I saw my dr Monday and he prescribed Prednisone for TMJ and the rest of my flared arthritis, I took it once. I picked up my monitor, my desk, surround sound and tower by the monitor cord, before dropping it all on me. Needless to say, my desk top is dead, I look and feel as though I've been beaten with a bat. I called my dr Tues, he suggested that I take the Zanax he also prescribed at the same time I take the steroids, my husband stopped talking to me for two days. I called on Wed and told the dr I simply could not take the prednisone anymore, and that for future refrence, it might not be the best idea to prescribe steroids to a person with anger management problems and a just diagnosed anxiety disorder. I try to joke about
it now, having turned into a mini redheaded Hulk, but it hurts to know that the pain I'm in now, I caused myself, I lost years worth of pictures that have no hard copy. Less important, though still aggrivating, I lost my Sims 2 games and World of Warcraft, my stress releavers. At least we have a laptop so I'm not going completely crazy. But I know I'm going through something emotionally, drained and sick and tired of this situation, no money, no prospects of money, my house is a mess and falling apart.

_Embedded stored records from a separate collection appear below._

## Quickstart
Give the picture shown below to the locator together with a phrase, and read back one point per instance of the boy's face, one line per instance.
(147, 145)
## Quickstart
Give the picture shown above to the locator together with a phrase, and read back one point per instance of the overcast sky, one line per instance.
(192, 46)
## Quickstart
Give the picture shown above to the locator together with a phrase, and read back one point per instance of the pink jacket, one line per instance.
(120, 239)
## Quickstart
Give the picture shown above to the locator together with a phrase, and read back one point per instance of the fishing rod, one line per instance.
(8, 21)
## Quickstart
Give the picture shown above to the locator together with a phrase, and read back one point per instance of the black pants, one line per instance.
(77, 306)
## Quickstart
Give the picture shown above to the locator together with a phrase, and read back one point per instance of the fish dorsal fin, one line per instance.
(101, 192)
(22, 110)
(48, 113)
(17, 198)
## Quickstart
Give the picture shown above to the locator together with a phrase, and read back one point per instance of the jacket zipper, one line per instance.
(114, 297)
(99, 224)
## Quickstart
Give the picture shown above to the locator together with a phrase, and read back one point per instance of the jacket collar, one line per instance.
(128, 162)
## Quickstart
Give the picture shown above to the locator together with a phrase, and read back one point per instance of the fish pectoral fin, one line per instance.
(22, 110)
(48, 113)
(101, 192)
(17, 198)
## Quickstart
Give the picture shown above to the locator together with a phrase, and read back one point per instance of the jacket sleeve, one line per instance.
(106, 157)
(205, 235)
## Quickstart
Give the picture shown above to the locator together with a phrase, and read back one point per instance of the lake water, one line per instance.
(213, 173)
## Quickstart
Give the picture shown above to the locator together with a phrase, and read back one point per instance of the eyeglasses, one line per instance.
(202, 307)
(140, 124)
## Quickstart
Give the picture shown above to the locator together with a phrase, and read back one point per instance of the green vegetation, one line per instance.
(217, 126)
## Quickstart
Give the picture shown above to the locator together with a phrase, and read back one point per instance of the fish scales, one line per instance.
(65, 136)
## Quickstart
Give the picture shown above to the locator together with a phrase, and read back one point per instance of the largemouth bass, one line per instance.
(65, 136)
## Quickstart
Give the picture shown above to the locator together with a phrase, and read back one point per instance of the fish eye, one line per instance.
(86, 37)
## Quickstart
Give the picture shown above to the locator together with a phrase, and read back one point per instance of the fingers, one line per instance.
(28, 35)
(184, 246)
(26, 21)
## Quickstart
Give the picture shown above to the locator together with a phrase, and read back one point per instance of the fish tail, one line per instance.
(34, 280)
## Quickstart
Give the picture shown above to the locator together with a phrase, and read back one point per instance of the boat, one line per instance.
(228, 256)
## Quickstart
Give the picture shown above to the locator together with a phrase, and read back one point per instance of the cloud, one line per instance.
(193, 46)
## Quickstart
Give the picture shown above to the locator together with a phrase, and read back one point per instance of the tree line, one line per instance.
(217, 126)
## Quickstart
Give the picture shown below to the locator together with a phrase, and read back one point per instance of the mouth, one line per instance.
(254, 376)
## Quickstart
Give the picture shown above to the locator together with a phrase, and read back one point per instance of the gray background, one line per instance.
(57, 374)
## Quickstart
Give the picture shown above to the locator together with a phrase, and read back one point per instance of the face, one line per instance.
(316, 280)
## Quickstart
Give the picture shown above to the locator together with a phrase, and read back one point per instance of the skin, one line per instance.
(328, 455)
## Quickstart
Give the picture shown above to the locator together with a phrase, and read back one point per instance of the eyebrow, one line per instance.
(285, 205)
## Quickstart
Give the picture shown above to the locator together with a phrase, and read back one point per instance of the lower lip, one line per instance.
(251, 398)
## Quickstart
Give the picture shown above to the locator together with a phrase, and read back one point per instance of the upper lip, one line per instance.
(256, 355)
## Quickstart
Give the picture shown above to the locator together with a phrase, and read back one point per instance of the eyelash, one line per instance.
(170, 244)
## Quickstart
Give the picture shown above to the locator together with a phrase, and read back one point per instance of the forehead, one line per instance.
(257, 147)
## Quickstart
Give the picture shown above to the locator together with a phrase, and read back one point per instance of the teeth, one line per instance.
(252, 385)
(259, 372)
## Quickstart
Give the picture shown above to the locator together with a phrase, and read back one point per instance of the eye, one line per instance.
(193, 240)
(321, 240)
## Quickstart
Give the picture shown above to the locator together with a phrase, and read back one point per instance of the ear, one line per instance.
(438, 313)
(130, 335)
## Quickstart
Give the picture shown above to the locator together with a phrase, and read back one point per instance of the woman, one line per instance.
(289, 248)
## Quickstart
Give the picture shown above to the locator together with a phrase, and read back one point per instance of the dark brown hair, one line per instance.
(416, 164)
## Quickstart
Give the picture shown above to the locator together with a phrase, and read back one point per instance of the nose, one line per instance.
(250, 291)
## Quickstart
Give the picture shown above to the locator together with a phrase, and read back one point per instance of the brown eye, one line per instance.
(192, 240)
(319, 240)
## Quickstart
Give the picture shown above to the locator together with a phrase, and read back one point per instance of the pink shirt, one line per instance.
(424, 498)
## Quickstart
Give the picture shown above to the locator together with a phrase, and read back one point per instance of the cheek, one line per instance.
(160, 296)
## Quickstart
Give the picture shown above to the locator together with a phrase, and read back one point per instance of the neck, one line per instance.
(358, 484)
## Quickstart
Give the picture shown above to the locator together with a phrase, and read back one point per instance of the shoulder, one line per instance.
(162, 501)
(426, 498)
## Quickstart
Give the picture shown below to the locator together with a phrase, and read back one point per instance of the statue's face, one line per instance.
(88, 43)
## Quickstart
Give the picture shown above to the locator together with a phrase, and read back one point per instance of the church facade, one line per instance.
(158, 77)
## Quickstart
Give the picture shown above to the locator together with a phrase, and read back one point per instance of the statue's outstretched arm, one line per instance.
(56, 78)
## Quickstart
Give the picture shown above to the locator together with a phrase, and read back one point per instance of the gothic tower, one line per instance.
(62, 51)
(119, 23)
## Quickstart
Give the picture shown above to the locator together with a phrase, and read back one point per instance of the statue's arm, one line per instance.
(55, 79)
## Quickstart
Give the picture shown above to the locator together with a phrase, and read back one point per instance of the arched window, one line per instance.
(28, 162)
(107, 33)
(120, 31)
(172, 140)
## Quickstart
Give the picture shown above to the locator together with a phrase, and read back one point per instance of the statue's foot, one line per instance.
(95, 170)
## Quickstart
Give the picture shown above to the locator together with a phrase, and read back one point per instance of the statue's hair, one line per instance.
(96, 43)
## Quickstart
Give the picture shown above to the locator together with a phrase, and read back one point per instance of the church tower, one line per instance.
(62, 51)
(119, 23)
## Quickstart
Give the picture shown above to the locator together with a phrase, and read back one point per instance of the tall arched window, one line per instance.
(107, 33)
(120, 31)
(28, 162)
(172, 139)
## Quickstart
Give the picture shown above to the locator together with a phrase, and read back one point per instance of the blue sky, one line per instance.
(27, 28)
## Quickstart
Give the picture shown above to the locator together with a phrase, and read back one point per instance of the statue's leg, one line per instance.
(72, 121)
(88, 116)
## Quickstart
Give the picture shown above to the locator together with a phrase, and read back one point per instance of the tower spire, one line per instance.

The best part of the last week, today was my son's 5th birthday, I did my best to keep everything inside and make sure he had a good day and I think I did, he wore himself out and was passed out in my bed by 8:30pm
I just want to find a deep dark hole, scream myself hoarse and beat my head against the wall until I'm unconscious and don't have to deal with any of this mess anymore.
Sry it's so long guys, I just needed to vent to someone who understands more of what I'm going through than anyone else.